Just as December is the month when financial experts…..sorry dickheads make total fools of themselves by making worthless predictions for the upcoming year so January is the month where everybody bangs on about how January predicts the year. Unfortunately, it doesn’t; it is yet another zombie idea that has taken root in the financial community which those on the sell side cling to like a drowning person clings to a piece of wreckage. The central tenet is that if January is a positive month then the ensuing year will also be positive. The background to this idea can be traced back to 1942 when Sidney B. Wachtel an investment banker made the observation that since 1925 US small caps outperformed the overall market during January. This effect was said to be magnified during the third year of a presidential term. We immediately have two problems in terms of basic system design. A small sample size comprising the period 1925 to 1942 and a simple observation rather than any form of rigorous investigation. Hindsight when coloured by the biases that all people bring to trading is the perfect investment tool. Unfortunately, looking backwards at a market and saying I would have done this because I noticed that is not really an acceptable form of system design.

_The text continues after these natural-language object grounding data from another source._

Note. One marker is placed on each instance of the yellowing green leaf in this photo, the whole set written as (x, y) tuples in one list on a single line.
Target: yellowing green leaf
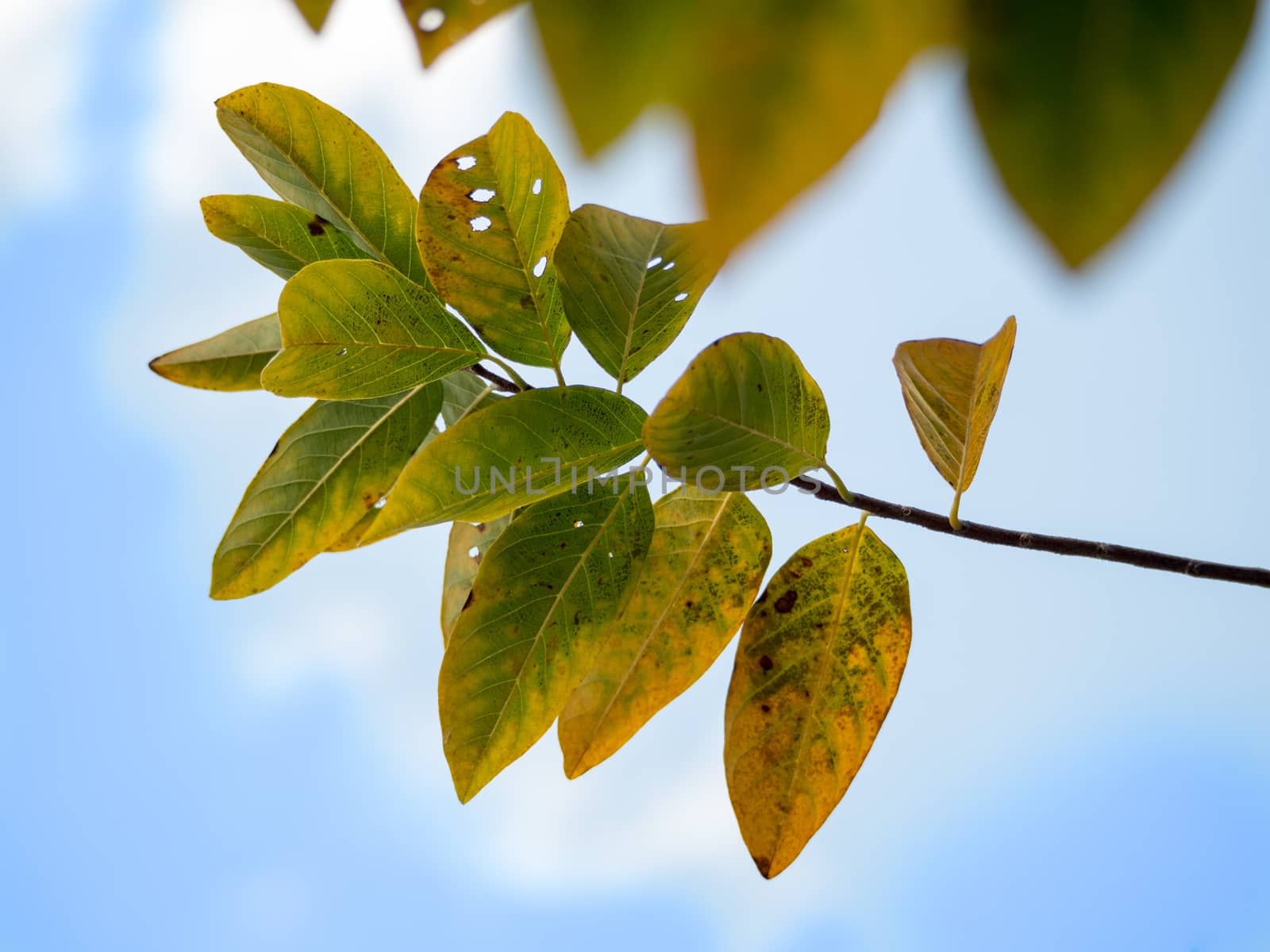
[(314, 12), (817, 668), (330, 466), (514, 452), (438, 25), (629, 285), (467, 547), (489, 220), (361, 329), (279, 235), (1086, 106), (319, 159), (704, 568), (745, 414), (545, 594), (230, 361), (952, 390)]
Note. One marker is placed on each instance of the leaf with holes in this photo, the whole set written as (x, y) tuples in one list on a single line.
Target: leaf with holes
[(546, 593), (314, 12), (745, 414), (818, 666), (230, 361), (319, 159), (467, 547), (629, 285), (279, 235), (1086, 106), (360, 329), (704, 568), (952, 390), (330, 466), (489, 220), (438, 25), (524, 448)]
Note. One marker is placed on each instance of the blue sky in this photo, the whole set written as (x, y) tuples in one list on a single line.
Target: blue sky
[(1079, 754)]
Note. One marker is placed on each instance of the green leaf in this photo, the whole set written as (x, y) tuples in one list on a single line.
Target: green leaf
[(464, 554), (489, 220), (818, 666), (545, 594), (629, 285), (314, 12), (465, 393), (776, 93), (952, 390), (230, 361), (1086, 106), (319, 159), (704, 568), (279, 235), (745, 414), (543, 442), (360, 329), (329, 469), (438, 25)]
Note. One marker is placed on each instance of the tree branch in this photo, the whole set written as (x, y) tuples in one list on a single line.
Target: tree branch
[(498, 381), (1058, 545)]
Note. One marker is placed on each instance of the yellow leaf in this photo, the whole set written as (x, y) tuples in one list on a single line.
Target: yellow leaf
[(952, 390), (818, 666), (438, 25), (704, 566), (467, 547)]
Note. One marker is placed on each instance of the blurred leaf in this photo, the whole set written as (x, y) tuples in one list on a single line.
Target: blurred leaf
[(279, 235), (329, 469), (489, 220), (818, 666), (315, 12), (556, 436), (746, 406), (464, 554), (629, 285), (232, 361), (544, 597), (1086, 106), (319, 159), (438, 25), (360, 329), (704, 568), (776, 93), (952, 390)]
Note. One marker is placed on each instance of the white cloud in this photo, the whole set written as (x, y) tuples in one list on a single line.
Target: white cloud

The first feature of this idea relies upon the presumed fact that January is the best predictor of the coming year. The data below is from my archive and relates to the S&P500 (I am not certain where the data came from so cannot credit it)
What can been is that March is actually a better predictor than January as to the direction of the market for the year.
In terms of this being a viable trading strategy for the local market we can examine that by looking at the gain for January and the subsequent gain for the year.
The movement in January coincides with the yearly movement about 66%. However, as can be seen there are some notable exceptions and it it the exceptions that cause difficulty for this as a trading strategy. It appears that if you had bought the market at the end of January and held till the beginning of January the following year you would have a very marginal strategy. When looking at the chart above it is important to look not just at the perceived notion that January predicts the trajectory of the year but rather the long term trajectory of yearly returns. Traders are obsessed with being right because of the perceived nexus between being right and making money. Thus whenever anyone is told that an indicator or tool has a hit rate of 66% they immediately latch onto it not understanding that it is the times when it doesn’t work that dictate the profitability of a trading system. It needs to be remembered that this strategy is repeated as a buy and hold mantra for traders, as such it should, if it worked have a true positive expectancy.